Like Obama today, de Gaulle then cautioned Israel against launching any offensive. Like Israel today, Israel then did its absolute darndest to alert the nations of the world to the unparalleled peril facing it. Like today, the hope then was to squeeze out some sort of international action that would obviate the need for Israel to go it militarily alone.

De Gaulle noted that Israel sent its top diplomat to him, the suave and very dovish Abba Eban. In his supercilious manner, de Gaulle referred to their meeting: “I myself, on 24 May, had stated to Mr. Eban, Israel’s foreign minister, whom I saw in Paris: ‘If Israel is attacked we shall not let it be destroyed, but if you attack we shall condemn your action.’”

It was pretty much what Obama now tells Israel and every bit as vague – bone-chillingly so. Like Obama today, de Gaulle then gave no hint of any concrete measure with which he planned to prevent Israel’s destruction. All he had done on that same day, in his own words, was to “propose to the other three Major Powers to jointly forbid both parties from initiating the fight.”

These powers, he suggested, should hold an international conference in an attempt to restore tranquility.

Sound familiar? It should.

Obama and his international partners have been in the business of restoring ostensible tranquility for years. It’s no more likely to succeed now than it did then. In both cases Moscow gave succor to the villains of the piece. In 1967 it cosseted its protégés Syria and Egypt and spurned all efforts to keep them at bay, asserting that no crisis existed and that the hysteria was an intrinsic feature of Israeli war-mongering.

Today Moscow cossets Iran and charges that there is no reason to lean hard on the ayatollahs. Subtext: there is no crisis, only Israeli machinations. Russia helps Iran further its nuclear ambitions while dragging its feet on sanctions, if not altogether sabotaging them.

In his own memoirs, Eban recounted the glacial indifference with which he was received by de Gaulle in May 1967, when he rushed to Paris to hold an emergency meeting and emphasize precisely how precarious things were. All he heard from de Gaulle were repeated admonitions against starting a war. Netanyahu’s visits to Obama (especially those considerably before the elections, before make-nice obligations prevailed) match the humiliation and unresponsiveness.

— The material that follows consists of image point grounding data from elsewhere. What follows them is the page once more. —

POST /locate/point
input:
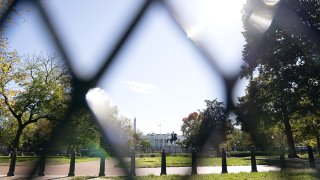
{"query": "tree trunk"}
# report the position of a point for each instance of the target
(288, 132)
(14, 147)
(318, 140)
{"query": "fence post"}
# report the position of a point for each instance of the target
(102, 164)
(253, 160)
(42, 162)
(282, 160)
(194, 161)
(311, 157)
(163, 163)
(12, 163)
(133, 162)
(224, 161)
(72, 163)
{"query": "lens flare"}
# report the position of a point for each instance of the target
(271, 2)
(106, 114)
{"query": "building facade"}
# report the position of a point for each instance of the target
(162, 141)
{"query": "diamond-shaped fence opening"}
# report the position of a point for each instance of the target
(85, 86)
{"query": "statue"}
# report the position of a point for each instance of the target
(173, 138)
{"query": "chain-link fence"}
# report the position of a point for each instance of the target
(81, 86)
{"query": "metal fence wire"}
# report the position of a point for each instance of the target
(81, 86)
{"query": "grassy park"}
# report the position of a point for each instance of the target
(51, 160)
(289, 174)
(182, 161)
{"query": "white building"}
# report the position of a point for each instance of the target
(162, 141)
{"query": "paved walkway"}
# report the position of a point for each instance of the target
(92, 169)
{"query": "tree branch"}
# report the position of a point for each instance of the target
(6, 101)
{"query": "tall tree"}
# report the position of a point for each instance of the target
(32, 89)
(190, 129)
(285, 58)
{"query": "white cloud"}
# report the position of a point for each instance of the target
(142, 88)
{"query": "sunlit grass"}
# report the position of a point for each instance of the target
(289, 174)
(52, 160)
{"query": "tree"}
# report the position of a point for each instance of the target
(215, 125)
(285, 59)
(31, 89)
(190, 129)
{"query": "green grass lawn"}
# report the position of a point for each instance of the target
(52, 160)
(176, 161)
(181, 161)
(289, 174)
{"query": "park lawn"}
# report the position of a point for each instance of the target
(288, 174)
(51, 160)
(178, 161)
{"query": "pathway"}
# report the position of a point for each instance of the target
(92, 169)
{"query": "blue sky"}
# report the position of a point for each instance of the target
(159, 77)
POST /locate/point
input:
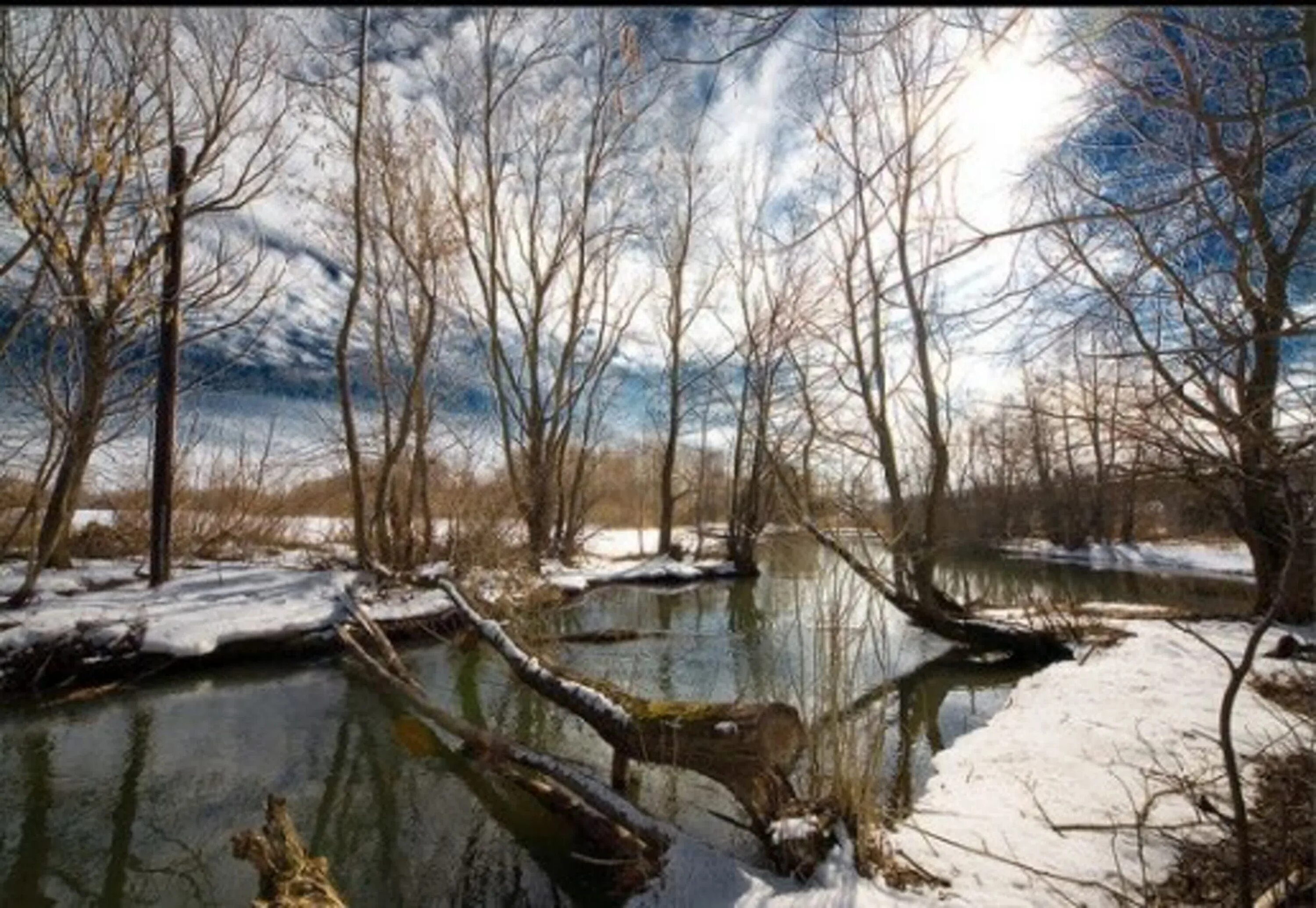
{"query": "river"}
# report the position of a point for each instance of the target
(131, 801)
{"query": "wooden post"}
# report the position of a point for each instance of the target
(166, 383)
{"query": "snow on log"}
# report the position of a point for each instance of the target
(749, 749)
(631, 840)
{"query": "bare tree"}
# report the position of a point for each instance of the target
(1193, 175)
(540, 119)
(90, 108)
(352, 444)
(683, 199)
(768, 291)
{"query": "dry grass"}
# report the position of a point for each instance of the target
(1282, 820)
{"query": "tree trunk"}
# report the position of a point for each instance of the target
(52, 539)
(749, 749)
(166, 391)
(290, 877)
(940, 615)
(349, 318)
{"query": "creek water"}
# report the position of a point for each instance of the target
(131, 801)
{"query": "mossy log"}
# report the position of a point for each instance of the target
(749, 749)
(290, 877)
(629, 841)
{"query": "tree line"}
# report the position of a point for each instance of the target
(557, 186)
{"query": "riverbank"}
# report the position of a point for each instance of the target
(100, 622)
(1227, 558)
(1078, 791)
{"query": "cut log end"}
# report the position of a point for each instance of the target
(289, 876)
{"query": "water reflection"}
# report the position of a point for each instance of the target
(132, 801)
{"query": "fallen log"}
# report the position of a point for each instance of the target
(749, 749)
(289, 876)
(949, 619)
(620, 835)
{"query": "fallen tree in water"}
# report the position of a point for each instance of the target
(290, 877)
(749, 749)
(949, 619)
(620, 836)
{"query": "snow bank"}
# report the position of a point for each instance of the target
(698, 876)
(662, 569)
(1077, 744)
(1172, 556)
(632, 541)
(203, 608)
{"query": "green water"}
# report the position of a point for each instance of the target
(131, 801)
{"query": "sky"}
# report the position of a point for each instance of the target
(1005, 112)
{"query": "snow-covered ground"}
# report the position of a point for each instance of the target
(660, 569)
(1080, 744)
(619, 556)
(199, 611)
(1170, 556)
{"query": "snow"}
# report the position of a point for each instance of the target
(632, 541)
(790, 829)
(203, 608)
(1080, 743)
(661, 569)
(1172, 556)
(697, 876)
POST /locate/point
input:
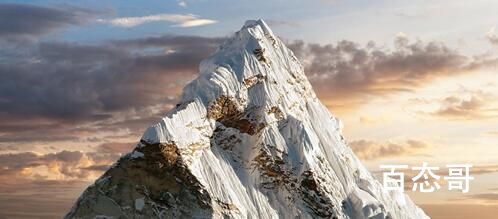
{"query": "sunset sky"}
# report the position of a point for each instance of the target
(412, 81)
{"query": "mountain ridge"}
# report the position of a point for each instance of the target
(249, 139)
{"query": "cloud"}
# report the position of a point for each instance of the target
(25, 21)
(492, 37)
(180, 20)
(72, 81)
(62, 165)
(347, 70)
(182, 4)
(491, 133)
(465, 104)
(371, 150)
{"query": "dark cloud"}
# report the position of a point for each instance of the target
(347, 70)
(39, 198)
(23, 20)
(71, 81)
(73, 165)
(370, 150)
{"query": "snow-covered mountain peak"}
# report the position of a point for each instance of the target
(249, 139)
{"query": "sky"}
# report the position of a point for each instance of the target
(412, 81)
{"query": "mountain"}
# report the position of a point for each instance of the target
(249, 139)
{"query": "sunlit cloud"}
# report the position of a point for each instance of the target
(179, 20)
(371, 150)
(27, 21)
(492, 37)
(465, 104)
(350, 72)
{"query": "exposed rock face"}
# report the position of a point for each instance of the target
(249, 139)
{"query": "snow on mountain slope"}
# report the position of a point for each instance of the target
(249, 139)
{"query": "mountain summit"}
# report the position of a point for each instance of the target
(249, 139)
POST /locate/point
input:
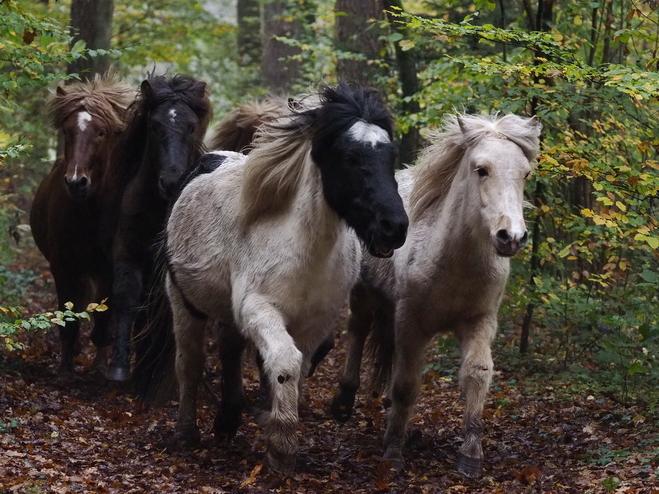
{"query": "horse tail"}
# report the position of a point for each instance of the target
(154, 377)
(380, 348)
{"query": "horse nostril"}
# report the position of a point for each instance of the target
(503, 236)
(386, 227)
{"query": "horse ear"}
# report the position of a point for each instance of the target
(146, 89)
(534, 123)
(464, 125)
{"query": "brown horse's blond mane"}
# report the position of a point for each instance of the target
(104, 96)
(274, 167)
(235, 132)
(439, 162)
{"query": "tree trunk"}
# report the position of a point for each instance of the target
(249, 32)
(278, 72)
(410, 141)
(542, 23)
(91, 21)
(356, 32)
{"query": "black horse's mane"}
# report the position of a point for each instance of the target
(340, 107)
(130, 152)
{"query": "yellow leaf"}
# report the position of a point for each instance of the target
(406, 44)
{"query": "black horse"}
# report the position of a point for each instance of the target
(167, 125)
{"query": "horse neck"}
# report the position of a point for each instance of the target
(318, 223)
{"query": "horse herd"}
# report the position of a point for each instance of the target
(296, 209)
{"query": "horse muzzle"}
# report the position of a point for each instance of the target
(508, 245)
(78, 188)
(389, 237)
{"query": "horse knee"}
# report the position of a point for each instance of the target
(404, 394)
(476, 374)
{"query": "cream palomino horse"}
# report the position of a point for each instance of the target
(265, 245)
(465, 199)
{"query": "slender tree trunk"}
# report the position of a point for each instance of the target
(357, 33)
(409, 82)
(249, 32)
(91, 21)
(278, 71)
(542, 23)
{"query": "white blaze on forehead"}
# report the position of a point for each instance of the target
(369, 133)
(83, 119)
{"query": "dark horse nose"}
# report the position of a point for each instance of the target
(394, 230)
(77, 187)
(508, 244)
(167, 187)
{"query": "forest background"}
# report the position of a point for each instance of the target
(582, 298)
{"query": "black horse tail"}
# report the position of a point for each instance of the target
(380, 348)
(154, 378)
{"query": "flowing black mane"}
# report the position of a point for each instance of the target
(339, 108)
(131, 150)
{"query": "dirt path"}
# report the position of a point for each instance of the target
(93, 437)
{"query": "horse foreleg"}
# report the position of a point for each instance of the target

On June 2, 1967, De Gaulle published an official communiqué in which he openly and unabashedly singled Israel out for rebuke and declared he’d terminate all arms deals if Israel doesn’t abandon the military option forthwith.

Obama, it needs be admitted, cannot be as unpleasant and as tactless as de Gaulle. While he adamantly refuses to draw red lines on Iran, he must abide by the rules of etiquette in his American playing field – well almost, leastways during sensitive campaigns. The flipside of this is that Obama can’t be as brutally honest as de Gaulle. Obama pretends a lot. De Gaulle didn’t.

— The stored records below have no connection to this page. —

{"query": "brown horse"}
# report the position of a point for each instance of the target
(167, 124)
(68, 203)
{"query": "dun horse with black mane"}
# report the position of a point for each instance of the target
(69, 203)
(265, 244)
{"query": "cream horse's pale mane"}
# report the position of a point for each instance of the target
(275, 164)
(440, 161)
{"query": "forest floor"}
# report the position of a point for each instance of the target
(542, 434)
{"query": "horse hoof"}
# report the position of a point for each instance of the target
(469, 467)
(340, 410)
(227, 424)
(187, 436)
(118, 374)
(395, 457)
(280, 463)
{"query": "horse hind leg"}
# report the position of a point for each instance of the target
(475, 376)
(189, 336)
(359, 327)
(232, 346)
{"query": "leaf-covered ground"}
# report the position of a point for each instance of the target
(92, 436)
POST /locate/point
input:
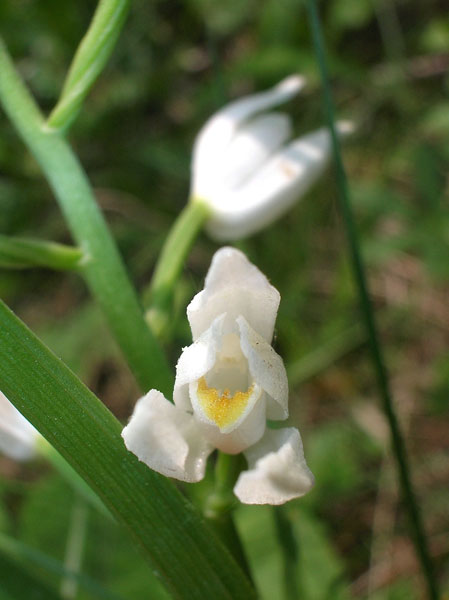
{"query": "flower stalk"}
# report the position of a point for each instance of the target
(398, 445)
(158, 296)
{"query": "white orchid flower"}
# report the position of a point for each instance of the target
(18, 438)
(228, 383)
(244, 170)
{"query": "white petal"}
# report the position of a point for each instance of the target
(237, 287)
(17, 436)
(246, 434)
(277, 470)
(167, 439)
(214, 137)
(196, 360)
(252, 145)
(267, 369)
(273, 189)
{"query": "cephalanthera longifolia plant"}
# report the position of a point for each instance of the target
(246, 172)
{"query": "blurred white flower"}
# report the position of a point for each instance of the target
(228, 382)
(18, 438)
(244, 170)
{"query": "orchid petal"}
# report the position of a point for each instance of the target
(273, 189)
(17, 436)
(252, 145)
(277, 469)
(167, 439)
(249, 431)
(196, 360)
(236, 287)
(267, 369)
(218, 131)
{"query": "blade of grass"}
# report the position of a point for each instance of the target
(22, 553)
(20, 253)
(102, 268)
(185, 554)
(398, 445)
(17, 582)
(89, 60)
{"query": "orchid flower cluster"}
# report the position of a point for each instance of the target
(230, 380)
(228, 383)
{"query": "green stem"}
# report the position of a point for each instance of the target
(76, 541)
(417, 528)
(290, 552)
(89, 60)
(219, 504)
(103, 268)
(19, 253)
(158, 296)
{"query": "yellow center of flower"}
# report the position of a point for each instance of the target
(223, 409)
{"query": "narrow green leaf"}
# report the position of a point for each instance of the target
(89, 60)
(17, 582)
(22, 552)
(185, 554)
(103, 267)
(398, 445)
(20, 253)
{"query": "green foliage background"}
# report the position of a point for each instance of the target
(174, 65)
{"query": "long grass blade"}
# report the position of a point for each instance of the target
(398, 445)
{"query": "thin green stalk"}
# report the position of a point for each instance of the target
(290, 553)
(76, 541)
(398, 445)
(219, 504)
(159, 294)
(325, 355)
(103, 267)
(21, 253)
(89, 60)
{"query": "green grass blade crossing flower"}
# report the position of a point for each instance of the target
(89, 60)
(185, 554)
(103, 268)
(398, 446)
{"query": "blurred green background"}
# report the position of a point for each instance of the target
(175, 64)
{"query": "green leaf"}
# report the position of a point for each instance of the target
(90, 59)
(22, 552)
(17, 582)
(184, 553)
(21, 253)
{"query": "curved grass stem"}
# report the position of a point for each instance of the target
(398, 445)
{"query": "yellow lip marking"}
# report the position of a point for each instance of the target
(223, 409)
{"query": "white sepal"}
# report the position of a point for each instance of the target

De Gaulle didn’t let Israel down easy, despite the fact that lonely, vulnerable, affection-craving Israel always yearned for friends. It always also liked to kid itself that it has friends. Hence, during his state visit to Paris on June 14, 1960, David Ben-Gurion extolled French friendship for little, renascent, plucky Israel.

Israel’s first prime minister was standing next to De Gaulle, who was his unmitigated snooty self that day. With no compunctions, de Gaulle condescendingly doused BG’s heartfelt sentiments. “In international affairs,” he intoned disdainfully, “there are no friends, only interests.”

De Gaulle’s words may have been harsh but they still ring true and should temper our enthusiasm for Obama’s electioneering blandishments. Obama has his own interests and he wants us as submissive and passive in our hour of peril as de Gaulle did.

It’s not that we have better friends than America. We don’t. In fact, we have no friends. Pseudo-friends can be only comforting and useful occasionally, on condition that we maintain suspicious vigilance and put our own existential interests first.